Hours later, within the safety of her room, choked sobs wracked her body. She knelt in front of the picture of her team, hugging herself in her own shivering arms. "I'm sorry," she repeated to the picture. I'm so sorry. What have I been doing, and for how long? I always knew that you guys wouldn't be proud of the person I've become. But. . . why didn't that stop me? Why did it take someone else to make me realize how horrible I've become? Why couldn't I stop myself?

I'm sorry. I'm sorry, Brawnz. You always believed in me. And Roy. You wouldn't want this. The final teammate brought a new wave of guilt over her. She and Nolan had always been much closer than the others, spending many of their prominent moments at school in each others company. Nolan. I want you to know that I do regret it. I'm sorry I wasn't strong enough to save the others. I'm sorry I wasn't strong enough to stop becoming. . . whatever it is that I've become. I just know that. . . I don't want to be who I am right now.

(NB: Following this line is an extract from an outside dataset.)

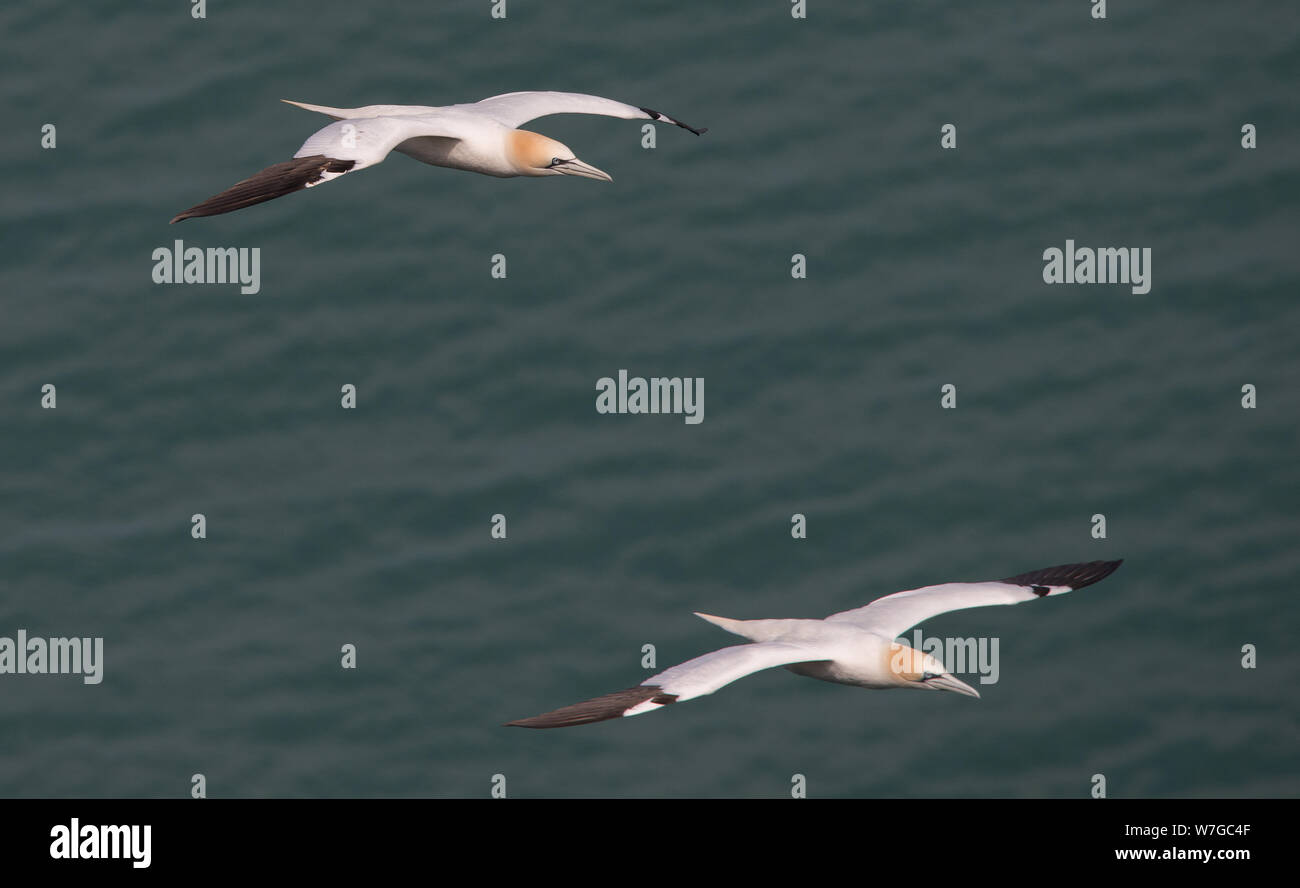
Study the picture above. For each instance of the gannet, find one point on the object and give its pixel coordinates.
(856, 648)
(480, 137)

All her life, she had refused to ask for forgiveness in any situation. It always selfish to her, to ask that others find it within them to forgive. Forgiveness to May was something that was given of free will by those who were wronged. She was perfectly willing to apologize for misdeeds, and take the blame for mistakes she had made. But to ask forgiveness. . . she always felt that asking would lower her in the eyes of both herself and others.

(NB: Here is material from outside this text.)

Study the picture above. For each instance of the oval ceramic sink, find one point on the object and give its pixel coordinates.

There in the darkness, with nobody to witness but the photo in the frame, May broke one of her strongest self-imposed rules.

"Can you. . . forgive me?" she asked, looking at the photo. No words passed between them, but the smiles of her teammates looked back at her and gave her the answer she needed. They had always been there during the tough times, and, in a way, they were with her now. If she were brave enough, this could be the starting point of a long, and possibly painful healing process. Out of anybody, her teammates were the ones that would've accepted her selfishness in the interest of letting her heal and become better.

"I. . . I know I don't deserve it. But I'll do my best."

I'll do my best. So please. Help me. With these final thoughts, May sunk to the floor and fell asleep. Not feeling better, but with clearer thoughts on what her future should, would, hold.